Page MenuHomePhabricator

[feature request] add count of external-ids to rdf (Wikidata)
Closed, ResolvedPublic

Description

Per T129046 the following are added:

wdata:Q2 a schema:Dataset ;
	schema:about wd:Q2 ;
	wikibase:sitelinks "1"^^xsd:integer ;
	wikibase:statements "25"^^xsd:integer .

It would be interesting to have an additional statement

wdata:Q2 wikibase:externalids "15"^^xsd:integer

This as external-identifiers are conceptually closer to sitelinks than other statements.

This way we could use it on query.wikidata.org etc ..

Related Objects

Event Timeline

Hi @Esc3300. Please associate at least one project with this task to allow others to find this task when searching in the corresponding project(s). Thanks!

Esc3300 renamed this task from [feature request] add count of external-ids to rdf to [feature request] add count of external-ids to rdf (Wikidata).Sep 1 2016, 9:04 AM
Esc3300 updated the task description. (Show Details)
thiemowmde triaged this task as Lowest priority.Sep 1 2016, 12:51 PM
thiemowmde added subscribers: Jonas, aude.

What you are describing as "externalids" is, as far as I understand, the number of statements with property type "external-id". I'm not sure if it's a good idea to have such a count per property type. I believe it's possible to count statements per type in SPARQL, isn't it?

Not that I'm aware of. This is why we had T129046 . If it's possible, would you add a new view to Graphana (number of external-ids per item)?

The idea is not to do it for any type, but for external ids.

@thiemowmde Sample workaournd that doesn't work:

SELECT ?ct (COUNT(?item) as ?ct2)
{
SELECT ?item (COUNT(?wdt) as ?ct)
{
  	# hint:Query hint:optimizer "None" .	
  	?item wdt:P31 wd:Q11424 . 
  	?item ?wdt [] .
  	?p wikibase:propertyType wikibase:ExternalId .
	?p wikibase:directClaim ?wdt .
}
GROUP BY ?item
}
GROUP BY ?ct 
ORDER BY DESC(?ct2)

I'm afraid this ticket still misses a user story. Why is this needed? What is the benefit? Which workflows will benefit from this? At the moment the only hint given in the task description is that this may be "interesting". That's not enough to form a decision.

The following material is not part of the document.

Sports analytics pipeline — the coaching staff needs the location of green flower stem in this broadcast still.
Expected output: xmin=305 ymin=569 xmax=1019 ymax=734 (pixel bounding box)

If that's a problem, feel free to reject it ..

What you are describing as "externalids" is, as far as I understand, the number of statements with property type "external-id". I'm not sure if it's a good idea to have such a count per property type. I believe it's possible to count statements per type in SPARQL, isn't it?

I filed T114617 for that some time ago. External-id type properties are a bit different than the other types. These are used to link to the same concept in another database. As mentioned in the description of the task: A bit more like sitelinks. Why do we track the number of sitelinks? Because it gives an indication of the importance of an item. The same goes for properties of types external-id's. We already moved them in a special "identifiers" section in the interface. Important items also seem to have a lot of identifiers, see for example https://www.wikidata.org/wiki/Q5582#identifiers

I would probably use it myself to make a list of interesting people to write about on Wikipedia. For example the painters that don't have a Wikipedia article in any language, sorted by the number of identifiers descending. That sure would yield some interesting suggestions!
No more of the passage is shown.